The Darwinism/Lamarckism thing is wrapped up in politics. Darwinism is used as a justification of the social order. Might is right. The strong survive. Lamarckism has a more touchy feely feel to it. Not that Darwinism is fundamentally wrong! Its just that the nuances are ignored because of the politics.
I thinks that's a misinterpretation of Darwinism. The strong don't survive. The surviving ones survive. That's the whole point. Darwinism isn't an optimisation algorithm. A set of circumstances that were favourable for survival with a particular trait may not necessarily be favourable in the future. At any given point, though, the ones that survived are the ones that you can see, so it appears as though they were "selected". This theory is nicer than Lamarckism because it literally needs no mechanism. In order to accept Lamarckism you need to show that species change due to environmental pressures. That's more difficult.
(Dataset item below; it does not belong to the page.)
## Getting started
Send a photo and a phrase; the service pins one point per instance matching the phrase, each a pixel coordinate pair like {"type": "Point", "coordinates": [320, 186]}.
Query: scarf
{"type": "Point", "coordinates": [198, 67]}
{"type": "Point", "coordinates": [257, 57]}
> Darwinism isn't an optimisation algorithm. A set of circumstances that were favourable for survival with a particular trait may not necessarily be favourable in the future.
While agreeing with the thrust of your post, personally I think that Darwinism is a form of optimization, but the mild confusion around Darwinism that you're describing is a confusion about what that system optimizes for.
Darwinism optimizes for survival in the specific environment and circumstance, and plays out over time. Darwinism does not optimize for "best" or "strongest" or the "mightiest".
To be fair, I think that's memebox3v's exact point. They say: 'Darwinism is used as a justification of the social order... the nuances are ignored because of the politics.' One such nuance is the point that you make.